Una estampida de burbujas dominó mi estómago. Sintiéndome una cursi, nada me interesaba más que continuar escuchándolo.
─¿Cómo es posible que nos hayamos encontrado acá? ─pregunté, pensando en agradecer a alguna fuerza astrológica superior.
─Desde hace un año, no hay domingo en que no venga a este restaurante con la ilusión de verte pasar en patines. Supongo que hice bien, ¿no? ─su sonrisa ladeada me derritió.
─Te amo, Fénix...
─Y yo a vos.
Dándonos un beso intenso, recuperando el tiempo perdido nos declaramos nuestro amor.
─Quiero devolverte las llaves. Quiero que vuelvas a dormir a mi lado ─le confesé en un ronroneo.
─No, ese es tu departamento. Yo quisiera que tengamos nuestro lugar. Ni mi casa ni la tuya...
─¿Querés....querés buscar otra casa? ─parpadeé, asombrada.

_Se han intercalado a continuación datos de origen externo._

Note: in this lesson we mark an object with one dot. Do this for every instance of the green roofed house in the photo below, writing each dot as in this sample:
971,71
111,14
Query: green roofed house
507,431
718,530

─Si. Una casa que elijamos los dos, que la decoremos con cosas de los dos...una en la que soñemos los dos ─mi sonrisa no entraba en mi rostro ─. Quiero empezar de cero, sin mentiras. Sin engaños.

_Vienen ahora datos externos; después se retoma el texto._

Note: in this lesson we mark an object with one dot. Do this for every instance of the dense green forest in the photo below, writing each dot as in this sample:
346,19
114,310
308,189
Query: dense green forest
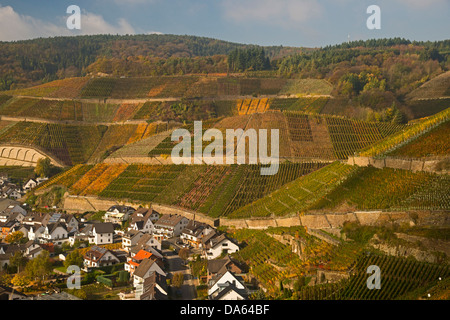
31,62
377,71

─¡Claro que sí! ─rodeando su mandíbula lo llené de besos a los que él respondió con cosquillas bajo mis costillas. Incómodos por el reducido espacio, no nos importó juguetear como dos pequeños.
─A partir de esta misma noche quiero una sola cosa ─levantó su dedo, pero sin tono amenazante.
─¿Cuál? ─pregunté fijando mis ojos en los suyos.
─Que me leas "Historia de dos ciudades".
─¡Más que atinada elección! ─respondí sabiendo que ese libro refería a un amor que perduró con el tiempo a pesar de ser oculto y temeroso.
Abrazándolo por su cuello unimos nuestras bocas para fundirlas en un beso apasionado que acababa de sellar nuestro destino: los dos, a nuestro modo, habíamos revivido de nuestras cenizas y ya nada nos iba a separar.